Trump's 100th Day Spin
April 29 marked the 100th day of President Donald Trump's second term. He spoke that day at a rally in Michigan, and he was interviewed by ABC News. Days earlier, Time published its "100 Days" interview of the president. Our staff reviewed all of those remarks, and documented several false, misleading and questionable claims.
For instance:
- The president insisted that an immigrant who was deported to El Salvador has tattoos on his knuckles that say “M-S-one-three,” but the actual letters and numbers in a photo Trump shared are an “obvious digital manipulation,” an expert told us.

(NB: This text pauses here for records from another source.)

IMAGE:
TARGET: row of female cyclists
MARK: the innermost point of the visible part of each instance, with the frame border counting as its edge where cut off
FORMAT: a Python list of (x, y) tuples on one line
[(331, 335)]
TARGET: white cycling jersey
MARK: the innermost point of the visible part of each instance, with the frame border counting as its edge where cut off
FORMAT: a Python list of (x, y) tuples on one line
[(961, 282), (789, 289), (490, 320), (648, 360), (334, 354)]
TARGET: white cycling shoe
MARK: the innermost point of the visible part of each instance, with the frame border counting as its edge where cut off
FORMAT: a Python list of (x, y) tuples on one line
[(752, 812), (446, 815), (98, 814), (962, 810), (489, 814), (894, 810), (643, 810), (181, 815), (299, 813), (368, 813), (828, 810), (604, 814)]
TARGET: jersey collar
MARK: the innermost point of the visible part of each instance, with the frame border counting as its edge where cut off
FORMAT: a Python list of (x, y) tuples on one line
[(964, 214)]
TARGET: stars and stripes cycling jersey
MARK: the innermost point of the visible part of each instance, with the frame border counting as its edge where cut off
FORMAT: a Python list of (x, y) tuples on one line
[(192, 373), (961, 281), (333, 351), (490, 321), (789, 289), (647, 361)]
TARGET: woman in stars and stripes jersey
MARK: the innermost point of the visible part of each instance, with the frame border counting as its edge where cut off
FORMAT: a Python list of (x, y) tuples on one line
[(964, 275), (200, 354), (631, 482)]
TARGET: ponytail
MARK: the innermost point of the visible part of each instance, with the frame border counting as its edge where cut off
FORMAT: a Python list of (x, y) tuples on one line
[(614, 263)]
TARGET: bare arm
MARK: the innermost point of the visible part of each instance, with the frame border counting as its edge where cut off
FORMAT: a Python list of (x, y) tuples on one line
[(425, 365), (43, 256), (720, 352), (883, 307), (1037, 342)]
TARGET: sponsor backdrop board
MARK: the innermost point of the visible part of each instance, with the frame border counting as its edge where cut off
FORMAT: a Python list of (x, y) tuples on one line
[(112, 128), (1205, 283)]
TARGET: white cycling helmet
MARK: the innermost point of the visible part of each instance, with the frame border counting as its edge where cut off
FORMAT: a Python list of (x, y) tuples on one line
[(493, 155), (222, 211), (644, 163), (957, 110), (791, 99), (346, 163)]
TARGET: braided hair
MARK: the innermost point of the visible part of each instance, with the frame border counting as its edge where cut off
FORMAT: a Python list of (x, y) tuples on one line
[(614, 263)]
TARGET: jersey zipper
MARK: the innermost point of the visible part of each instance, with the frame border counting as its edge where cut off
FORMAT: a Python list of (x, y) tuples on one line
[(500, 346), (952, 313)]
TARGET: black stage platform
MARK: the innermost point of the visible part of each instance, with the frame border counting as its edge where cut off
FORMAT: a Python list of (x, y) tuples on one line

- Trump said the FBI had confirmed that “gangs have been sent by the foreign regime in Venezuela” to the U.S. Anonymous sources told one news outlet that the FBI backed up Trump’s claim, but other unnamed sources have said 17 intelligence agencies disagreed with that assessment.
- Trump took credit for recent increases in military recruiting, but those gains began under his predecessor and before he won reelection in November.
- He misleadingly said that a House Republican budget resolution that aims to cut about $800 billion in Medicaid spending over a decade would “look at waste, fraud, and abuse,” adding that “nobody minds that.” One expert told us the cuts are “orders of magnitude too large to not be destructive.”
- The president claimed that since January, “job gains for native-born Americans now exceed job gains for foreign workers … for the first time in nobody even knows when.” But there were several two-month periods in 2024 when native-born employment exceeded gains in foreign-born employment, which includes U.S. citizens born abroad.